A modo de advertencia frente a la barbarie capitalista –y en homenaje a las víctimas de los ataques nucleares- cerramos esta nota con el hermoso poema de Vinicius de Moraes, La Rosa de Hiroshima:
Piensen en la criaturas
Mudas telepáticas
Piensen en las niñas
Ciegas inexactas
Piensen en las mujeres
Rotas alteradas
Piensen en las heridas
Como rosas cálidas
Pero ¡oh! no se olviden
De la rosa de la rosa
De la rosa de Hiroshima
La rosa hereditaria
La rosa radioactiva
Estúpida e inválida
La rosa con cirrosis
La anti-rosa atómica
Sin color sin perfume
Sin rosa sin nada.
[1] Michel Lowy recuerda bien como el imperialismo tiene a buen cuidado recordar los casos de Auschwitz (y los campos de trabajo forzado del estalinismo), pero soslaya las masacres atómicas de Hiroshima y Nagasaki.
[2] La feroz resistencia japonesa en la isla de Iwo Yima y otros casos conforme el ejército norteamericano se iba acercando a la isla de Japón, sirvió de justificación para Truman.
[3] En ambos casos las alertas de posible bombardeo fueron desechadas por las autoridades de las ciudades.
[4] Esto es agudo; Primo Levy señalaba algo similar respecto de la barbarie de los campos de concentración nazis: la dificultad de explicarlas como acciones humanas.
[5] El comandante inglés a cargo de la operación apodado “Bombardeo Harris”, fue una figura controversial: obró a sabiendas de la insignificancia militar del objetivo.
[6] Sobre la crítica a la unilateralidad del enfoque de Anders ver nuestra nota “La condición humana después de Auschwitz”.
[7] Hay que dejar anotado que con toda su brutalidad la tasa de retorno de los detenidos en estos campos fue cualitativamente más alta a la de los campos de exterminio nazi: de ahí la diferencia entre campos de exterminio y campos de concentración o de trabajos forzosos.

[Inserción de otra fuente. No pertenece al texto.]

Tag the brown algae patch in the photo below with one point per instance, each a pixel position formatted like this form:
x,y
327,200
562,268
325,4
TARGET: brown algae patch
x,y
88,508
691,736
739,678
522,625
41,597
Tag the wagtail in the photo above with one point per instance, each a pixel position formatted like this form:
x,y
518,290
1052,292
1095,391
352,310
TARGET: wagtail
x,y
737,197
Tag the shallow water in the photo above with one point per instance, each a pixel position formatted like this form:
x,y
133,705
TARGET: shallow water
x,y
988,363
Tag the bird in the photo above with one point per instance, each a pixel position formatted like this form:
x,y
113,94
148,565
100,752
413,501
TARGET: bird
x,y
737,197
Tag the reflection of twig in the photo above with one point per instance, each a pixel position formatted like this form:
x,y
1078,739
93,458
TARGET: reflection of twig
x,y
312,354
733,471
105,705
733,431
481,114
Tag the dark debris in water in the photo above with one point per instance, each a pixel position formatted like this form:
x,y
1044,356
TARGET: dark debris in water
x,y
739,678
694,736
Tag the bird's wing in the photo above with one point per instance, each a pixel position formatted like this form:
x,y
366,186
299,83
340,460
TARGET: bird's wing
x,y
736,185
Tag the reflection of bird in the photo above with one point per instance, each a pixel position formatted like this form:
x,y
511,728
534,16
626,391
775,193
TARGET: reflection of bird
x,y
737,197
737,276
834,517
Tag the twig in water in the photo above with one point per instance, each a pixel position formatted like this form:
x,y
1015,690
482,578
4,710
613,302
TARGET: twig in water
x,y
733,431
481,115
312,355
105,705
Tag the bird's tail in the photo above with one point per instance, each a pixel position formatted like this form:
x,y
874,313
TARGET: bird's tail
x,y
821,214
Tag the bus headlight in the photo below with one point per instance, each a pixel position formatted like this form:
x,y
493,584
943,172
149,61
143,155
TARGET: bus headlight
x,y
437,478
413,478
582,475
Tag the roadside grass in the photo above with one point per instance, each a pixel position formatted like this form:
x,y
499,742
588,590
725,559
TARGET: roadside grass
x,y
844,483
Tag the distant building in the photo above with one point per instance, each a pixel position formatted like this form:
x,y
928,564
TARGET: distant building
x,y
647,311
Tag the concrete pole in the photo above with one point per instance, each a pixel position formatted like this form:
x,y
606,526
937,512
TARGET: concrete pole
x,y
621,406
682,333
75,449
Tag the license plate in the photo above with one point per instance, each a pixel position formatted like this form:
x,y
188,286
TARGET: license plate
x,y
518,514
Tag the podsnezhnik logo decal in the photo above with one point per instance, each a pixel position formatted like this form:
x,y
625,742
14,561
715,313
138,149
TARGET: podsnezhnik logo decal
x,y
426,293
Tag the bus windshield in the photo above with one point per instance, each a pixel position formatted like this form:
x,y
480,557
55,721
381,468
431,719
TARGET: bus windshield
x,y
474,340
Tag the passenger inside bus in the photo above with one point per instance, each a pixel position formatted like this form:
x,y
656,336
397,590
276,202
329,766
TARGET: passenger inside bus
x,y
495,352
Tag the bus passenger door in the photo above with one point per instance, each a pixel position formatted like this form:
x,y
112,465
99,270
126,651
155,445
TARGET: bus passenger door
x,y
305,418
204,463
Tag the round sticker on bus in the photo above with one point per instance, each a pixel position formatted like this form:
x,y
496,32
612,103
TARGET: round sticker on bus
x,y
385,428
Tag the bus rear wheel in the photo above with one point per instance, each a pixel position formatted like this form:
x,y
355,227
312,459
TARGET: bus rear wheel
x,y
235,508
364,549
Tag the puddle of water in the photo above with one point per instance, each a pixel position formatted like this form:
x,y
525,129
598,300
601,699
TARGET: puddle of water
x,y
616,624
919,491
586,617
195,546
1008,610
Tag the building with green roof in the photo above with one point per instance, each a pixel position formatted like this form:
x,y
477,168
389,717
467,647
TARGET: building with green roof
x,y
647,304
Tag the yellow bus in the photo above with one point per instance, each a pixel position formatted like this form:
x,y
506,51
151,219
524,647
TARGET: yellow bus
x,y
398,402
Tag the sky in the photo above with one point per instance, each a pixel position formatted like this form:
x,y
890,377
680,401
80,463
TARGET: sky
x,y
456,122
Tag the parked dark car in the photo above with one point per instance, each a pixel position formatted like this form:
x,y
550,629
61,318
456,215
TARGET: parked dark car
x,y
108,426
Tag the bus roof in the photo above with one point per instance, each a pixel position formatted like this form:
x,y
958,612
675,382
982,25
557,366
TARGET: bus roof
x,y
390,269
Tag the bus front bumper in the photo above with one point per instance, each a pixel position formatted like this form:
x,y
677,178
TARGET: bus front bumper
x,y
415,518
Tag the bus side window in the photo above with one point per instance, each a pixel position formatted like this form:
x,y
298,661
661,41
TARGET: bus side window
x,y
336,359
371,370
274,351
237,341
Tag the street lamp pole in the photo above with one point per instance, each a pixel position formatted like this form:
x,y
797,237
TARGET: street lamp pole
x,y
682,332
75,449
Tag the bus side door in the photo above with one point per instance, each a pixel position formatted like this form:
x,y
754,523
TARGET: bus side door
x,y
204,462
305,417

[8] Es interesante dejar anotado el conocido dicho de Lenin de que el socialismo eran “los soviets más la electrificación” del país; una formulación expresamente reduccionista que sirve a los efectos del ejemplo que estamos dando.
[9] Jünger buscaba “naturalizar” así el evento de la guerra. Pero su alegoría era aguda cuando daba cuenta de la suerte de “tormenta metalizada” que era el frente de batalla.
[10] Se trata de una nueva era donde la humanidad tiene ya la capacidad de modificar globalmente el clima: no sólo la capacidad, ya la está modificando en mucho sentido con el efecto que señalaba Engels: ¡cuando la sociedad le da un “golpe” a la naturaleza, esta te lo devuelve de manera redoblada! Ver a este respecto los problemas que está generando el calentamiento global.